- The Washington Times - Monday, September 26, 2005

By Saxby Chambliss, John Linder, Steve King and Kevin Brady

As the President’s Advisory Panel on Federal Tax Reform prepares to send its recommendations to the Treasury secretary next month, we hope that it will propose to abolish our indecipherable and unwieldy income-tax code and replace it with a tax on personal consumption. Slowly but surely, large macroeconomic forces are pushing the federal government away from income-based taxation and toward consumption-based taxation.

As our tax code has grown more complicated in the last 15 years, compliance costs for both businesses and families have skyrocketed. According to IRS data for tax year 2003, 60 percent of people filing tax returns retained professional assistance to do so. Businesses, likewise, are incurring enormous tax-compliance costs themselves and passing these costs along to consumers in the form of higher and higher prices.
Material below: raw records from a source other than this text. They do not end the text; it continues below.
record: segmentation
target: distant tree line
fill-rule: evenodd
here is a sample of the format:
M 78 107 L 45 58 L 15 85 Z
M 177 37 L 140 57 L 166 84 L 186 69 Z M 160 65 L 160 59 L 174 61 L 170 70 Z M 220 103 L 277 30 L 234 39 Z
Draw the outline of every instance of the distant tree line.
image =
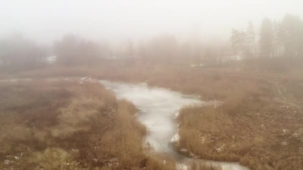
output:
M 128 40 L 111 48 L 106 43 L 73 34 L 63 36 L 51 48 L 13 35 L 0 39 L 0 70 L 44 67 L 45 58 L 51 55 L 56 56 L 58 65 L 87 67 L 100 66 L 109 60 L 124 61 L 125 65 L 130 67 L 138 63 L 216 66 L 226 65 L 231 59 L 243 59 L 247 66 L 254 64 L 258 69 L 267 69 L 268 66 L 275 65 L 272 64 L 277 59 L 284 60 L 280 65 L 284 64 L 285 60 L 294 63 L 303 60 L 303 22 L 299 17 L 286 15 L 279 21 L 265 18 L 258 31 L 255 29 L 251 21 L 245 31 L 232 29 L 230 41 L 202 41 L 197 35 L 180 41 L 166 34 L 137 42 Z
M 286 15 L 280 21 L 265 18 L 261 24 L 259 43 L 251 21 L 246 31 L 232 30 L 230 39 L 234 54 L 245 59 L 303 57 L 303 22 Z

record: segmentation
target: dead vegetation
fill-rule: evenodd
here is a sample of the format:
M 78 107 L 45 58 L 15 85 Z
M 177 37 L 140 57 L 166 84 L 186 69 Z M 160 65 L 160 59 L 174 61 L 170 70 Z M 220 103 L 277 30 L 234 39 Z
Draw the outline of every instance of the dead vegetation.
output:
M 131 103 L 99 84 L 0 85 L 1 170 L 173 170 L 144 152 L 146 130 Z
M 54 69 L 2 78 L 89 76 L 146 82 L 199 94 L 204 100 L 223 101 L 216 108 L 192 105 L 181 110 L 178 149 L 185 148 L 202 159 L 240 162 L 252 170 L 303 168 L 303 84 L 300 71 L 119 67 Z

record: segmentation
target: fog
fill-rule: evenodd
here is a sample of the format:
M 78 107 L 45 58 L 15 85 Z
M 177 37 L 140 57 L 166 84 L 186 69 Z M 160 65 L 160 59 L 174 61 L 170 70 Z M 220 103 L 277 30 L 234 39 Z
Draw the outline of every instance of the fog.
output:
M 67 33 L 119 42 L 169 33 L 179 39 L 228 39 L 232 28 L 265 17 L 303 16 L 300 0 L 1 0 L 0 36 L 21 33 L 44 44 Z

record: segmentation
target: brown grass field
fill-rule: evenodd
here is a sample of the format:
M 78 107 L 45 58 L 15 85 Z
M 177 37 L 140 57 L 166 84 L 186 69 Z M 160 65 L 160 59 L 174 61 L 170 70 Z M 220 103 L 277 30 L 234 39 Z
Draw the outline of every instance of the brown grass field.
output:
M 199 69 L 185 67 L 172 67 L 164 69 L 160 67 L 140 66 L 125 68 L 119 67 L 118 68 L 114 66 L 108 66 L 105 68 L 56 68 L 1 76 L 2 79 L 15 77 L 42 78 L 58 77 L 90 77 L 99 79 L 133 83 L 146 82 L 148 85 L 152 86 L 169 88 L 186 94 L 198 94 L 201 96 L 201 99 L 203 100 L 222 101 L 224 102 L 223 104 L 217 107 L 212 106 L 191 105 L 185 106 L 181 109 L 180 114 L 177 120 L 180 123 L 180 140 L 177 144 L 176 144 L 176 149 L 185 148 L 199 156 L 200 158 L 203 159 L 240 162 L 241 165 L 251 170 L 303 169 L 303 149 L 302 148 L 302 146 L 303 146 L 303 126 L 302 125 L 303 121 L 303 91 L 302 91 L 303 74 L 300 71 L 293 71 L 287 73 L 277 73 L 243 72 L 235 69 Z M 4 85 L 3 88 L 5 86 Z M 6 88 L 7 88 L 6 89 L 11 88 L 11 87 L 8 88 L 7 86 Z M 75 90 L 74 88 L 78 89 Z M 63 98 L 65 97 L 69 99 L 54 100 L 56 100 L 56 103 L 52 104 L 53 107 L 52 108 L 54 109 L 53 110 L 56 110 L 54 111 L 54 112 L 57 113 L 56 113 L 57 115 L 56 117 L 58 117 L 57 120 L 56 119 L 57 122 L 55 123 L 55 122 L 50 121 L 52 122 L 49 123 L 51 123 L 50 125 L 51 125 L 51 128 L 45 128 L 45 126 L 50 126 L 46 125 L 45 124 L 43 124 L 43 126 L 45 126 L 40 125 L 43 130 L 39 131 L 38 134 L 33 133 L 32 135 L 33 137 L 30 138 L 31 139 L 37 138 L 39 139 L 33 139 L 34 142 L 33 142 L 33 141 L 26 142 L 26 143 L 31 143 L 30 145 L 35 147 L 39 146 L 38 147 L 39 148 L 36 149 L 36 151 L 38 151 L 36 152 L 40 154 L 39 157 L 43 157 L 43 154 L 48 154 L 48 152 L 46 151 L 50 151 L 49 150 L 50 149 L 48 148 L 48 150 L 45 150 L 46 143 L 47 143 L 47 146 L 51 144 L 54 145 L 50 148 L 63 148 L 61 149 L 64 149 L 64 151 L 67 153 L 69 153 L 68 150 L 70 149 L 70 148 L 66 148 L 68 147 L 67 146 L 77 146 L 77 145 L 79 144 L 77 143 L 78 142 L 77 142 L 78 141 L 77 140 L 73 140 L 72 142 L 69 141 L 67 137 L 66 137 L 67 138 L 60 139 L 61 140 L 60 142 L 55 142 L 56 140 L 58 140 L 57 137 L 62 136 L 62 134 L 64 134 L 64 136 L 65 135 L 69 136 L 68 135 L 72 135 L 71 134 L 75 134 L 77 133 L 81 134 L 81 132 L 79 132 L 84 131 L 85 132 L 84 133 L 86 134 L 86 135 L 88 135 L 87 134 L 89 133 L 93 133 L 93 132 L 95 132 L 91 130 L 91 129 L 95 129 L 92 127 L 94 127 L 94 124 L 99 124 L 100 123 L 89 124 L 89 126 L 73 126 L 75 123 L 76 124 L 80 123 L 80 124 L 82 125 L 81 123 L 84 123 L 78 122 L 76 120 L 69 120 L 68 118 L 69 116 L 68 113 L 66 116 L 62 116 L 62 113 L 60 114 L 62 112 L 68 113 L 68 110 L 71 109 L 77 109 L 77 110 L 79 110 L 78 109 L 85 109 L 85 107 L 76 108 L 79 105 L 78 103 L 81 104 L 80 105 L 84 104 L 86 107 L 89 105 L 88 103 L 82 103 L 83 102 L 83 101 L 71 99 L 71 98 L 73 98 L 73 96 L 75 94 L 73 94 L 74 95 L 71 94 L 74 93 L 74 92 L 71 92 L 71 91 L 75 90 L 80 93 L 78 88 L 68 87 L 67 90 L 68 92 L 65 92 L 66 94 L 64 93 L 64 95 L 60 94 L 60 93 L 58 92 L 58 95 L 62 95 L 64 96 Z M 51 90 L 55 90 L 55 89 L 52 88 Z M 7 90 L 2 90 L 2 91 L 6 92 L 9 91 Z M 30 93 L 30 92 L 28 92 Z M 57 94 L 56 93 L 52 92 L 52 93 L 54 94 L 48 94 L 49 97 L 46 98 L 61 98 L 62 97 L 61 96 L 60 97 L 55 96 L 55 94 Z M 23 95 L 26 95 L 26 94 Z M 1 99 L 3 98 L 4 97 L 1 97 Z M 21 100 L 19 97 L 15 97 L 15 98 L 11 99 L 12 101 L 13 101 L 12 103 L 14 104 L 16 103 L 15 101 L 19 101 L 16 100 Z M 31 97 L 31 100 L 34 100 L 35 98 L 35 97 Z M 46 98 L 45 100 L 47 100 Z M 126 107 L 126 103 L 128 103 L 126 101 L 115 101 L 115 99 L 110 100 L 109 98 L 107 98 L 106 101 L 112 101 L 111 103 L 116 103 L 113 104 L 115 106 L 113 106 L 113 108 L 116 109 L 117 113 L 120 112 L 119 110 L 119 105 L 122 104 L 121 102 L 124 103 L 123 104 L 124 105 L 124 108 Z M 31 100 L 26 100 L 24 102 L 30 102 Z M 5 101 L 6 100 L 5 100 Z M 67 102 L 68 100 L 69 101 Z M 85 101 L 88 102 L 87 100 L 85 100 Z M 94 100 L 92 102 L 96 102 Z M 45 103 L 47 103 L 46 101 L 39 99 L 33 100 L 31 104 L 43 105 L 42 104 L 44 103 L 44 104 L 46 106 L 47 105 Z M 11 103 L 11 105 L 12 104 Z M 26 104 L 30 105 L 30 104 Z M 1 105 L 5 105 L 1 104 Z M 58 106 L 60 106 L 60 107 Z M 76 107 L 76 106 L 77 106 Z M 5 109 L 4 110 L 11 109 L 11 111 L 11 111 L 11 113 L 16 114 L 16 115 L 17 115 L 18 111 L 16 110 L 19 110 L 20 112 L 20 110 L 24 110 L 23 108 L 24 107 L 26 108 L 28 106 L 22 106 L 21 105 L 21 106 L 18 106 L 19 107 L 17 108 L 15 108 L 16 106 L 7 107 L 3 109 Z M 9 108 L 12 107 L 14 110 Z M 50 106 L 48 106 L 46 108 L 48 108 L 47 107 Z M 120 108 L 122 106 L 120 106 Z M 55 108 L 58 107 L 60 108 L 58 110 L 55 109 Z M 133 108 L 132 110 L 135 109 L 134 106 L 131 108 Z M 28 109 L 33 109 L 32 108 Z M 48 111 L 51 110 L 49 108 L 44 109 Z M 39 109 L 43 109 L 39 108 Z M 104 110 L 107 110 L 106 109 L 104 109 Z M 128 110 L 124 108 L 123 113 L 132 112 L 129 110 L 126 111 L 125 110 Z M 79 111 L 79 115 L 77 115 L 77 116 L 83 116 L 80 113 L 82 111 Z M 94 115 L 94 113 L 89 114 L 91 114 L 92 116 Z M 117 114 L 117 115 L 119 115 L 120 114 Z M 130 115 L 132 114 L 131 113 L 123 114 L 121 115 L 121 116 L 127 116 L 127 117 L 130 119 L 129 122 L 132 122 L 132 121 L 137 122 L 133 116 L 130 116 Z M 49 114 L 47 115 L 48 116 Z M 5 119 L 13 119 L 6 115 L 3 116 L 5 117 Z M 15 117 L 19 117 L 18 116 L 16 116 Z M 119 121 L 118 118 L 115 119 L 115 121 Z M 14 126 L 20 126 L 19 122 L 21 122 L 23 120 L 20 120 L 21 119 L 17 119 L 19 121 L 19 122 L 16 122 L 14 124 L 9 124 L 10 126 L 14 126 Z M 52 120 L 51 119 L 51 117 L 47 118 L 48 121 Z M 1 121 L 3 121 L 3 123 L 1 122 L 1 125 L 4 125 L 4 122 L 8 122 L 7 120 L 2 120 L 2 119 L 1 120 Z M 91 121 L 91 119 L 86 120 L 88 122 Z M 94 121 L 97 121 L 96 119 L 91 120 L 93 120 Z M 72 122 L 68 123 L 69 121 L 72 121 Z M 117 122 L 114 120 L 112 121 L 113 121 L 113 122 Z M 60 121 L 64 122 L 64 123 L 60 123 Z M 106 120 L 106 122 L 108 122 L 108 120 Z M 64 127 L 69 123 L 72 128 Z M 110 159 L 113 158 L 119 158 L 119 166 L 123 165 L 126 167 L 136 167 L 136 166 L 137 166 L 140 160 L 143 160 L 145 158 L 141 147 L 142 145 L 140 144 L 142 143 L 142 137 L 144 136 L 145 133 L 144 127 L 138 122 L 135 124 L 128 124 L 127 123 L 125 126 L 129 129 L 126 128 L 116 129 L 118 128 L 114 125 L 119 124 L 119 123 L 111 123 L 109 124 L 109 127 L 106 126 L 106 128 L 105 128 L 106 130 L 104 130 L 104 132 L 115 132 L 118 133 L 116 134 L 117 136 L 115 135 L 115 133 L 110 133 L 110 134 L 104 132 L 105 133 L 101 134 L 108 135 L 102 136 L 100 134 L 101 136 L 98 137 L 99 138 L 99 140 L 98 140 L 95 139 L 97 137 L 95 135 L 93 135 L 94 140 L 92 140 L 93 141 L 98 141 L 99 142 L 97 145 L 116 146 L 114 145 L 115 144 L 109 141 L 120 141 L 117 140 L 115 138 L 122 136 L 129 139 L 128 136 L 126 135 L 128 134 L 126 129 L 135 128 L 136 130 L 134 130 L 134 132 L 136 132 L 136 133 L 132 134 L 133 136 L 129 138 L 129 140 L 135 139 L 136 142 L 132 142 L 129 145 L 134 145 L 135 149 L 137 148 L 135 146 L 136 144 L 136 145 L 138 146 L 138 148 L 135 149 L 135 150 L 137 151 L 135 153 L 132 152 L 134 152 L 134 151 L 127 150 L 124 155 L 123 154 L 124 152 L 117 151 L 121 149 L 121 148 L 119 148 L 119 150 L 117 149 L 116 148 L 117 146 L 108 148 L 108 150 L 100 148 L 99 153 L 104 154 L 105 153 L 110 153 L 111 154 L 108 154 L 107 156 L 104 156 L 105 158 L 98 159 L 98 160 L 103 160 L 102 161 L 104 162 L 102 164 L 106 165 L 106 161 L 110 161 Z M 38 125 L 36 126 L 39 127 Z M 44 128 L 42 127 L 44 127 Z M 79 127 L 81 127 L 81 129 L 79 129 Z M 138 128 L 138 127 L 140 127 L 140 128 Z M 7 128 L 5 129 L 14 129 L 11 128 Z M 16 129 L 18 129 L 17 130 L 17 132 L 11 132 L 9 134 L 20 133 L 22 134 L 22 135 L 16 135 L 18 136 L 17 139 L 14 139 L 13 137 L 11 137 L 11 135 L 10 136 L 10 138 L 12 138 L 11 139 L 14 139 L 13 140 L 21 141 L 28 138 L 27 136 L 22 137 L 23 135 L 26 134 L 25 133 L 20 132 L 22 132 L 21 130 L 22 129 L 18 127 Z M 120 131 L 120 130 L 121 132 Z M 98 130 L 98 131 L 101 130 Z M 124 136 L 121 135 L 121 133 L 124 134 Z M 1 133 L 1 134 L 3 133 Z M 7 133 L 5 134 L 7 134 Z M 58 135 L 57 137 L 56 134 Z M 49 136 L 51 137 L 50 139 L 54 139 L 44 141 L 45 139 L 48 138 Z M 81 136 L 81 135 L 78 136 Z M 6 139 L 5 138 L 8 137 L 1 136 L 1 138 Z M 83 139 L 83 137 L 80 138 L 79 139 L 80 141 Z M 107 139 L 107 140 L 104 139 Z M 124 140 L 127 140 L 126 139 Z M 40 140 L 42 140 L 42 142 L 39 142 Z M 4 141 L 3 140 L 2 141 Z M 91 142 L 92 144 L 90 144 L 91 142 L 90 142 L 89 145 L 86 145 L 87 142 L 89 141 L 90 141 L 90 140 L 85 140 L 86 147 L 90 148 L 89 146 L 91 146 L 90 148 L 92 148 L 92 146 L 96 145 L 96 143 L 94 143 L 96 142 Z M 75 144 L 72 145 L 69 142 L 75 143 Z M 16 142 L 8 142 L 8 143 L 9 145 L 12 145 Z M 18 143 L 19 143 L 18 142 Z M 57 144 L 53 144 L 54 143 Z M 127 145 L 125 143 L 127 144 L 127 142 L 123 142 L 123 143 Z M 58 144 L 60 144 L 60 146 L 57 146 L 56 145 Z M 79 145 L 84 146 L 83 143 Z M 41 146 L 40 146 L 40 145 Z M 120 146 L 120 145 L 118 145 Z M 121 147 L 125 148 L 123 147 Z M 8 151 L 8 148 L 12 148 L 5 147 L 4 148 L 7 148 L 5 149 Z M 77 148 L 77 149 L 79 149 Z M 41 151 L 42 150 L 44 151 L 44 152 L 41 152 Z M 84 151 L 88 150 L 88 149 L 84 149 Z M 128 153 L 127 151 L 131 152 Z M 45 152 L 46 152 L 45 153 Z M 81 152 L 81 150 L 79 152 L 80 153 L 80 155 L 82 155 L 82 157 L 77 157 L 78 158 L 77 161 L 75 162 L 76 163 L 75 164 L 80 162 L 80 165 L 82 166 L 93 166 L 96 164 L 99 164 L 99 163 L 89 162 L 89 161 L 86 160 L 87 158 L 94 158 L 93 159 L 94 159 L 95 156 L 91 156 L 84 151 L 84 153 L 83 153 L 83 152 Z M 121 155 L 121 154 L 122 155 Z M 132 159 L 131 161 L 128 160 L 129 156 L 128 157 L 127 155 L 133 155 L 132 154 L 136 155 L 138 156 L 138 159 Z M 67 155 L 69 155 L 67 154 Z M 82 159 L 81 158 L 82 158 Z M 137 157 L 132 158 L 137 158 Z M 36 159 L 33 159 L 33 160 Z M 150 160 L 153 160 L 152 159 Z M 33 163 L 33 164 L 35 165 L 34 164 L 37 163 Z M 70 165 L 71 165 L 70 164 Z M 160 165 L 158 164 L 159 164 L 158 163 L 157 164 Z M 77 166 L 79 165 L 79 164 L 77 164 Z M 198 168 L 195 166 L 192 166 L 193 169 L 203 170 L 203 166 L 200 166 L 202 167 L 201 168 Z M 210 168 L 206 168 L 204 169 L 210 169 Z
M 1 170 L 174 170 L 145 153 L 131 103 L 99 84 L 2 82 Z

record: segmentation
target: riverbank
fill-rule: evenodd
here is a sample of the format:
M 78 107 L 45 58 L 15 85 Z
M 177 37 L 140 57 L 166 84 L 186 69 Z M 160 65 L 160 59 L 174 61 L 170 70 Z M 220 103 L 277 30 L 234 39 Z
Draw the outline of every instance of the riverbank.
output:
M 108 67 L 56 68 L 4 77 L 90 76 L 146 82 L 198 94 L 205 100 L 222 101 L 224 104 L 217 108 L 194 106 L 181 110 L 180 149 L 202 158 L 240 161 L 252 170 L 293 170 L 303 165 L 302 76 L 297 71 Z
M 175 169 L 145 153 L 138 110 L 100 84 L 2 81 L 0 96 L 0 169 Z

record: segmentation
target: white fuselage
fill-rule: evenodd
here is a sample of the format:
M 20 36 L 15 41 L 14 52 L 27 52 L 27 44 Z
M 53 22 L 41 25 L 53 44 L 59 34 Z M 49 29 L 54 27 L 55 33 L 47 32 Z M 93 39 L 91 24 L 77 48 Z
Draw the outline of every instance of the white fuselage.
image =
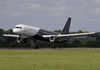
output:
M 34 36 L 37 34 L 39 30 L 40 28 L 37 28 L 37 27 L 19 24 L 15 26 L 15 28 L 13 29 L 13 32 L 18 35 Z

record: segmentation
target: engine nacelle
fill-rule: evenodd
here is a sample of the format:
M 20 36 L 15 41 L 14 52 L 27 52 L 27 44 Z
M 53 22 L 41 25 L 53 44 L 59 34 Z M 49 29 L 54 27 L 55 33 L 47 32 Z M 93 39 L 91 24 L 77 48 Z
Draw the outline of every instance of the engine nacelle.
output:
M 17 38 L 17 42 L 18 43 L 27 43 L 27 38 L 21 38 L 21 37 L 19 37 L 19 38 Z
M 56 37 L 56 36 L 51 36 L 51 37 L 49 38 L 49 40 L 50 40 L 50 42 L 59 42 L 59 38 Z

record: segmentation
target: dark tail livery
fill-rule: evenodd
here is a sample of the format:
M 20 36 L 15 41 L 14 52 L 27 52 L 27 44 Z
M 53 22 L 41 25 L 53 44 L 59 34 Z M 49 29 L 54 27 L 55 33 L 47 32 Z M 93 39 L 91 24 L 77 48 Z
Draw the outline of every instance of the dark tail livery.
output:
M 70 23 L 71 23 L 71 18 L 69 17 L 61 34 L 69 34 Z

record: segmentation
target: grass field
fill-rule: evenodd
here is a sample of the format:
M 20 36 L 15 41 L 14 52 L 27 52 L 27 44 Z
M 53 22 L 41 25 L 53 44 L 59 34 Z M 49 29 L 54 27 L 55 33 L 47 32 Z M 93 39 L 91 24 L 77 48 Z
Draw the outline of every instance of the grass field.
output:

While current tax-compliance costs are estimated between $250 billion and $450 billion a year, these costs do not produce a new job, build a new plant or create a new invention. To the contrary, these costs are a dead weight on our economy, slowing it down and hindering its ability to expand. Adopting a tax on personal consumption will enable the elimination of these costs, effectively reducing the burden of America’s tax system by $2 trillion to $4 trillion over the next ten years. This kind of stimulus will help America retain its role as the locomotive of the world’s economy.

This year, there has been a growing debate about how best to ensure the long-term solvency of the Social Security program. The long-term financing problems facing Medicare are, in fact, far worse than those facing Social Security. Together, these valuable safety-net programs, financed by 158 million current workers, provide benefits to about 45 million retirees. Yet, when the baby boom generation retires, and the number of Social Security/Medicare beneficiaries doubles in only 35 years, the workforce will have grown by only 15 percent, to 180 million.

Moving from a payroll tax to a personal consumption tax provides both Social Security and Medicare with needed long-term financial solvency. Rather than try to maintain these programs on a fraction of the total U.S. population, a tax on personal consumption dramatically broadens our tax base to include all 295 million Americans and an estimated 30 million to 40 million foreign tourists and visitors. This more than doubles the federal government’s tax base. And, when the size of the economy doubles, as has been predicted, federal revenues will double, thereby ensuring that Social Security and Medicare will be there for all retirees.

Today, our income tax code taxes repatriated income, income earned abroad by U.S. companies, at 35 percent. This serves to keep the bulk of these monies outside the United States, because it’s cheaper for our companies to borrow money at 6 percent than to bring this money back into the U.S. at 35 percent.

Replacing business and labor taxes with a tax on personal consumption will serve to encourage our businesses to bring this expatriated income home. According to some estimates, there are upwards of $10 trillion in offshore financial accounts. Most of these funds would come flowing back into our economy to invest in new plants or new technology, by providing much needed liquidity. Individual and institutional investors would also watch as their stocks and bonds benefit from this influx of capital. As some of our most famous public companies are struggling with major pension funding problems, bringing these funds back into the U.S. economy serves to help these Fortune 100 companies as well.

Our current income tax is a stifling impediment to growth, and these fundamental problems cannot be changed by simply “tweaking” the code yet again, as we have done year after year after year. It’s time for a bold change. It’s time for a new vision of federal tax collection policy. It’s time for a tax on personal consumption. We hope that the President’s Advisory Panel on Federal Tax Reform will seize this rare opportunity to help lead our country in a new and exciting direction.

Sen. Saxby Chambliss and Rep. John Linder are Republicans from Georgia. Rep. Steve King is a Republican from Iowa. Rep. Kevin Brady is a Republican from Texas.